杜筱月接連幾天休息不好,人也看著消瘦了,有幾次幾乎都不想再管雲樓,就由著他哭鬧。然而雲樓會叫人了,總是看著她一聲一聲地叫“阿媽”,叫的她心都碎了。加之這次的事,本就是她的錯,所以她隻得又把雲樓抱回在懷裏。
玉兒說完後,見杜筱月並未有什麼反應,有些奇怪地問:“月夫人,夫人激怒了公子,您不高興嗎?”
“公子說什麼了嗎?”杜筱月冷聲問。
玉兒一怔,搖搖頭:“公子怒氣衝衝地離開了漱玉軒,似乎並未說什麼。”
“那就是了,公子並未說什麼,我有什麼好高興的。”杜筱月臉上露出淒婉的笑,“即便這樣,公子也不舍得責罰夫人,我又有什麼好高興的……”
玉兒還想再說什麼,被杜筱月抬手製止了:“好了,你退下吧,我如今隻想讓我的雲樓快點好起來,不想再看他遭罪了。”
玉兒的表情有瞬間的僵硬,隨即恢複尋常的笑容,屈膝道:“是,月夫人。”
待屋內的婢女都出去後,杜筱月的眼眸中還是起了一絲波瀾,公子因夫人而動怒……這樣難得的機會,說實話,她是有些動心的。但是當她看到床上躺著的雲樓時,又將心中的想法壓下。當務之急,是雲樓!

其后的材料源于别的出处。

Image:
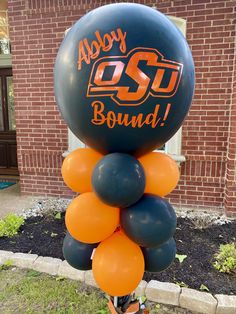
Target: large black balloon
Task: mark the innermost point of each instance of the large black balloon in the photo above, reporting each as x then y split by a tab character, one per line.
78	254
119	180
124	79
159	258
150	222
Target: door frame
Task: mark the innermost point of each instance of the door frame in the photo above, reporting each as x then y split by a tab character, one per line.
7	135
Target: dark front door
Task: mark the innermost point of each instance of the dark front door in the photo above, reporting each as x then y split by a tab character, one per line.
8	154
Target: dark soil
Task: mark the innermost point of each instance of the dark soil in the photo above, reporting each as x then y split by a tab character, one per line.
44	236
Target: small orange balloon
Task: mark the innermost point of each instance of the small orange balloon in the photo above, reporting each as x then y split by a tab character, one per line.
89	220
118	265
162	173
77	169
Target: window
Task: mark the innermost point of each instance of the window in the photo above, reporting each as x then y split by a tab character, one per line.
173	146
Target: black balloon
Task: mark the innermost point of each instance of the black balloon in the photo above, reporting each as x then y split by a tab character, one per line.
78	254
159	258
119	180
150	222
124	79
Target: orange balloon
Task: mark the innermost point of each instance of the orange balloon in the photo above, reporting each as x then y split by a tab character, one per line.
77	169
162	173
118	265
89	220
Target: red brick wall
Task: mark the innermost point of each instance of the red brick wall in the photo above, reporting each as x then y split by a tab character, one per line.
209	135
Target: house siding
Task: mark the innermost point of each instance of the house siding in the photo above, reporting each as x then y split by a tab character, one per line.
209	132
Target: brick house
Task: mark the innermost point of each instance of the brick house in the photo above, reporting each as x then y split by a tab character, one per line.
206	145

用過早膳,舞惜悠閑自得地坐在院子裏看書。秋日的陽光不比夏日炎炎,照在身上卻也暖暖的,舒服極了。舒默知道舞惜愛花,便挪了不少來漱玉軒中。如今的漱玉軒甚至比昔日的絳紫閣更甚,簡直就是小小的禦花園。而此時節,繁花皆已落,森綠的樹葉也已然悄悄染上一層金色,莫名地給人以蕭瑟之感。

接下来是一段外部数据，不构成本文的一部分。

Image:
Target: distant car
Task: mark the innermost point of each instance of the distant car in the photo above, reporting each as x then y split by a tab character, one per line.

“夫人,劉大夫來給您請平安脈了。”寧曄走上前,小聲說。自昨夜起,大家便達成默契,做事小心謹慎些,莫要惹夫人心煩。
放下書卷,舞惜靠在鵝毛軟墊上,揚聲道:“讓他進來。”
劉子然拎著小藥箱走了進來。尋常的診脈結束後,他意有所指地說:“夫人,還有兩個多月就要臨盆了,凡事還是早做準備,以免到時候要用什麼不方便。”他聽說了公子動怒一事,有些擔心夫人的身子會吃不消,因此今日請脈要比往日早上一個時辰。
舞惜知道他的意思,心中一暖,看著他:“我明白的。”
仔細打量一下夫人,劉子然還是忍不住多嘴:“夫人,您要保重身體,最重要的就是使心情暢快。府中流言蜚語多,還請您不要放在心上。”

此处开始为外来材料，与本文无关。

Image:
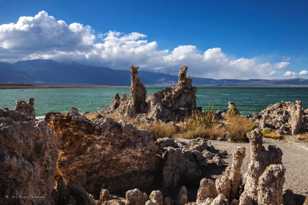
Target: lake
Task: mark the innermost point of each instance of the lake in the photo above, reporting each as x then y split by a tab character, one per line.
248	100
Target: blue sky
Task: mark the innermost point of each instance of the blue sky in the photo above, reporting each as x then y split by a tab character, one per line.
264	31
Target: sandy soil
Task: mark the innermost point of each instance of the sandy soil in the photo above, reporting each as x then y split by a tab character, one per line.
295	159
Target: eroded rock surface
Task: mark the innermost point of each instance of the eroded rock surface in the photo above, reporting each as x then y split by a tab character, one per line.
28	157
104	153
138	91
174	103
284	117
170	104
260	160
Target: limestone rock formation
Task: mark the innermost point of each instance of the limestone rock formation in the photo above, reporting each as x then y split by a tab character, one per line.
104	153
174	103
186	163
232	110
260	159
156	198
296	120
206	190
263	182
27	108
284	117
28	157
270	185
228	184
135	197
138	91
171	104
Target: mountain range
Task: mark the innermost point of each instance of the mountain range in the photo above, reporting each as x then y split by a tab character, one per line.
53	72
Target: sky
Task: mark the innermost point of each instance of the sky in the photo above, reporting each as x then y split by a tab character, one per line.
217	39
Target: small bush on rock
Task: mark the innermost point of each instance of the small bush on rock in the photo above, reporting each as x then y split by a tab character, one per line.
238	127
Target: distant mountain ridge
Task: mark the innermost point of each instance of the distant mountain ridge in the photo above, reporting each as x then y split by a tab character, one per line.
53	72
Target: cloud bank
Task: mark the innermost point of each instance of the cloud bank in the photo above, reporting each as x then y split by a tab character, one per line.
43	36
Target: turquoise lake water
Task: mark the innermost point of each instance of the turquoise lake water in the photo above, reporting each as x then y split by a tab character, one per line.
248	100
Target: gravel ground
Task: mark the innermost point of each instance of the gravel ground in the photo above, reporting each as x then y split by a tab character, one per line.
295	159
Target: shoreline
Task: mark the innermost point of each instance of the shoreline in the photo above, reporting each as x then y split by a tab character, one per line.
59	86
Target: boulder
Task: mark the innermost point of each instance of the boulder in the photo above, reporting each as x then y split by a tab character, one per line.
28	156
103	153
171	104
260	159
284	118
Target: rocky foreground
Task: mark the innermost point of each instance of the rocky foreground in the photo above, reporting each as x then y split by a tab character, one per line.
67	158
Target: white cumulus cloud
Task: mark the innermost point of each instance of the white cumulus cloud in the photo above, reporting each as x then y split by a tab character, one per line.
44	36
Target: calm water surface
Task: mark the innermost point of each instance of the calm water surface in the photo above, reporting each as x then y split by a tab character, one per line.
248	100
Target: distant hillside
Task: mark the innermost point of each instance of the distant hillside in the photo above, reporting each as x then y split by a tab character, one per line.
52	72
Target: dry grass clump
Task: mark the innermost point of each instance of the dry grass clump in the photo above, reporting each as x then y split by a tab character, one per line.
202	124
302	137
212	133
238	127
268	133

舞惜唇角上揚,說:“無妨,嘴長在別人身上,我管不了。但是我能管住自己的耳朵和心。”
“如此,是我多慮了。”劉子然也露出坦然的笑,“先告退了。”
出了漱玉軒的門,劉子然徑自往住處走去。按理說,每次請完脈都要向公子彙報一聲。但是考慮到昨夜發生的事,劉子然決定暫時不告訴公子關於夫人的情況。
今晨關於公子和夫人的事,便在府內傳得沸沸揚揚的,他細問之下,了解了大概。原本就對夫人懷著尊敬之心的劉子然在聽說了昨夜的事之後,對夫人更添一分好奇與佩服!
他雖說尚未娶親,但是他知道,稍微殷實些的人家都是三妻四妾的,而夫人生於大秦皇室,更應是見慣了的。他不明白是什麼讓夫人如此大膽地去捍衛自己的愛情,卻也佩服她的勇氣。
他進府也有半年了,冷眼旁觀之下,發現公子對夫人是寵愛有加的。他捫心自問,也許處在公子這樣的地位時,未必能做到對某個女子這樣專寵。當然,無論有多寵,那些妾侍的存在是不爭的事實,就好比前幾天月夫人利用幼子去爭寵一般。這大概也是夫人會提出那些要求的原因吧!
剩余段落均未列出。